Michael’s heart leaped. “Our home?”

Ryder offered a soft smile. “If your invitation still stands . . .”

Michael could count on two fingers the times he’d felt the need to cry like a baby. One was the day he realized women did nothing for him. The second was when he and Karen decided to go forward with their divorce. Didn’t matter that Karen wasn’t his wife in the true sense, but he knew that relationship, the friendship day in and day out, would be gone for him.

Still, his eyes swelled with the need to shed. “The invitation is paved in gold.”

Ryder flashed the smile that undid him the first time Michael had really noticed it.

“We’re doing this.”

Michael nodded. “Yes. We’re doing this.” He leaned forward, captured Ryder’s lips, and knew the time had come in his life to move on.

Chapter Twenty-Five

“You think I fucking care what you want? You’re in this just as deep as I am. Now get in there, and make it look good.” Alonzo nodded toward the bed.

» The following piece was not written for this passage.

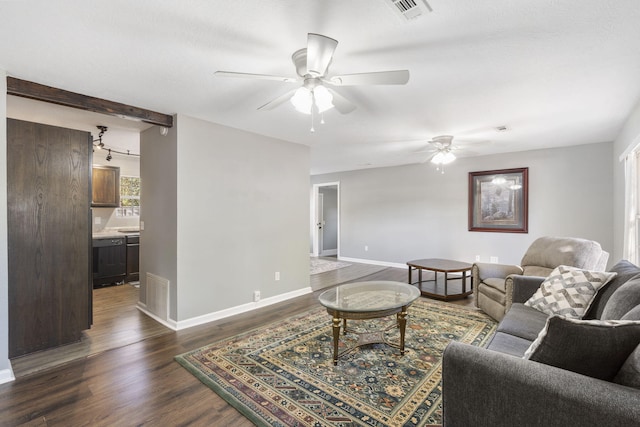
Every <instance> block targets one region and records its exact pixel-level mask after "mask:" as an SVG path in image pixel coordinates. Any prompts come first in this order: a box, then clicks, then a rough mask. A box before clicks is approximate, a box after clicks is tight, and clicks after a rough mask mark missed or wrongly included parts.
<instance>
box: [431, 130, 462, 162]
mask: <svg viewBox="0 0 640 427" xmlns="http://www.w3.org/2000/svg"><path fill="white" fill-rule="evenodd" d="M452 142H453V136H451V135H441V136H435V137H433V138H432V139H431V140H430V141H429V144H431V145H433V147H434V148H435V150H432V154H431V155H430V156H429V157H427V158H426V159H425V160H423V163H424V162H426V161H427V160H430V161H431V163H435V164H437V165H446V164H448V163H451V162H452V161H454V160H455V159H456V156H455V155H454V154H453V152H452V151H453V150H454V148H455V147H453V146H452Z"/></svg>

His wife, for however short their marriage would be, was stoned and squirming on the bed.

Alba ripped his shirt from his shoulders, kicked out of his pants, but left his whites on. Pussy.

It sickened him, the look of her like this. Not emotionally, of course, he’d never loved the woman, but how weak she was in such a short time. Day two of mainlining, and she was his bitch. So easy. If he could make a living hooking innocent women on drugs he wouldn’t have to prove himself any longer.

Then again, if this worked out, hooking this woman would be the first of many.

Alba climbed into the bed, hid his hips with the sheets, and buried his head into Gabi’s shoulder.

Alonzo started snapping pictures.

Gabi turned to him, her eyes unfocused, her lips smiling. “Hey, what are you doing over there?”

“Smile, honey.”

She did . . . and he snapped a candid that would keep Val quiet forever.

Val wished the never-ending ocean below him would fade away to land. Then he’d know he was closer Gabi.

Closer to ending all of this.

Margaret reached over and grasped his hand for the umpteenth time since the photo had landed in his e-mail.

“He needs her,” Margaret whispered.

“She didn’t look like her.”

Margaret looked away. “I wish it wasn’t Gabi. We both know it was.”

There were two photographs, one with Gabi holding out her arm for an awaiting needle, and another of her in bed with a man Val didn’t recognize. The image left him physically ill, ready to murder. The images were captioned with a simple if you know what’s best for both of you, leave Italy message.

“How did this happen?” he asked. How would he ever look his sister in the eye again?

“It’s not your fault, Val. You didn’t know.”

The private jet, arranged by Margaret’s boss, carried them home. “I’m responsible for her. She’s my sister.”

“Blame me. Michael and I forced our way on your island . . . then the trouble began.”

“That’s ridiculous.”

Margaret drew her hand away. “Are you giving your sister drugs?”

“No!”

“Did you arrange to take pictures of her in bed with a stranger?”

Val felt his blood boil. “No!”

“Then you didn’t do this. Now stop feeling sorry for her, for you, and let’s work this out. We’re three hours to Miami and we have nearly no plan as to what we’re going to do when we get there.”

Val pushed out of the plush leather seat of the private six-seater plane, and moved about the cabin.

All the time in an airplane left him with too many stagnant hours with nothing to do but question why he didn’t see this coming.

Even with all the pictures, the reconnaissance that Margaret and her friends had provided, there was still little to no proof that Alonzo was involved. Except that the man had his sister. Val had left messages for Gabi on her cell phone to call him. Left a message on Alonzo’s that Val didn’t expect them to be out so long, that if he didn’t hear from him directly in twenty-four hours, he would notify the authorities about a possible downed yacht.

Who was he kidding? Alonzo was the only connection with every dot. The wine, the winery passing off a vintage that wasn’t his . . . the crew member left on Sapore di Amore who could have taken pictures. If Captain Stephan was someone Alonzo knew . . . the dots were complete.

“There’s a missing link,” he vocalized for Margaret’s benefit.

“More than one. Let’s place our suspect in the role of the bad guy here. Stephan . . . what do we know about him?”

“He moves passengers on and off my island.”

“Sounds innocent enough. How long has he worked for you?”

“A few years, I think.”

“Longer than Alonzo has been in the picture?”

“Yeah,” Val told her. “According to Lou, none of my employees have skipped out of work since the pictures of you and I showed up. Stephan is still shuttling passengers.”

“Could he know Alonzo? Be working with him?”

“It’s possible. I guess. Why?”

While they talked, Margaret jotted notes down on a pad of paper. “We know Stephan is an alias. That makes him a suspect in something. Not what’s happening now with Gabi, since he’s not missing from his island duties. But he could have been someone behind the pictures early on.”

“That’s more probable than a housemaid.”

Margaret made a dark line on her notepad and started to question again. “When did Gabi meet Alonzo?”